Familiarity with smooth manifolds and differential forms is essential here. This class should be interesting and rewarding for students with a range of backgrounds, whether this is your first encounter with Riemannian geometry, or whether you have seen it in an undergrad course, or encountered a few aspects in your research.

Homework


I will assign a small number of quick problems (to make sure you are keeping up with basic definitions and notation) will be assigned each week, these are obligatory and due on Monday at the beginning of class.
I will also include, along with these, a number of thought-provoking, fun and/or more challenging problems. My goal is to frame problems that will make you curious, the kind of things that can hook your interest and perhaps even annoy you all week long, creeping up from the back of your mind while you're working on other things... You should pick at least one per week and think about it. I will be delighted to hear any progress or solutions in office hours or during/after class, and/or you can turn in written solutions at any time.

Test?


We will have a class discussion on day 1 if you would like to have an in-class test at some point during or at the end of the semester.

Final project


At the end of the semester, you will complete a ~4-5 page written project and ~20 minute presentation on a topic of your choice related to or extending the course content.

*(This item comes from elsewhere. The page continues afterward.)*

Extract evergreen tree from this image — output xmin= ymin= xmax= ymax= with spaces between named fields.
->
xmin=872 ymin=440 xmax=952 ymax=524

Details will be given later on in the semester.

In-class work


In many class periods, you will have some allotted time to work through an example or start on a problem from the homework in small groups. Some weeks we will have volunteers present parts of homework problems at the board (e.g. if there was an interesting optional problem...)

Expectations


I expect you to attend and engage in all classes (unless of course you are ill, at a conference, etc). I will work hard to make this material interesting and get you curious about Riemannian geometry. Your end of the deal is to show up, keep up with the basic homework, and be willing to get curious about something!